Attack Vector 1: The 'Many-Files' Payload
The attacker constructs a multipart/form-data POST request containing a massive number of file fields. The files do not need to contain content; empty files suffice.
limits: { files: 25000 }), Multer attempts to clean up the files already parsed.Attack Vector 2: Stream Error Loops
A more sophisticated attack involves sending a malformed stream that triggers an error while simultaneously closing the socket. This targets the re-entry bug in make-middleware.js, causing the application to loop infinitely in the error handler until the stack overflows.
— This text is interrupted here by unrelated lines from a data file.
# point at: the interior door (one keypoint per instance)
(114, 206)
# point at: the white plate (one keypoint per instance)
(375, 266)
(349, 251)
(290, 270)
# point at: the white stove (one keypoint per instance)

The impact is strictly limited to Availability, but the severity is High due to the ease of exploitation and the commonality of the target component.
Operational Risk: Multer is one of the most popular file upload middlewares in the ecosystem. Applications that expose upload endpoints to the public internet without strict upstream WAF limiting are immediately vulnerable.
CVSS:4.0/AV:N/AC:L/AT:N/PR:N/UI:N/VC:N/VI:N/VA:H/SC:N/SI:N/SA:N| Product | Affected Versions | Fixed Version |
|---|---|---|
multer expressjs | < 2.1.1 | 2.1.1 |
| Attribute | Detail |
|---|---|
| CWE ID | CWE-674 |
| CVSS Score | 8.7 (High) |
| Attack Vector | Network |
| Impact | Denial of Service |
| Exploit Status | PoC Available |
| KEV Listed | No |
The software executes a recursive function that does not have a base case or has a base case that is not reached, leading to excessive consumption of the stack.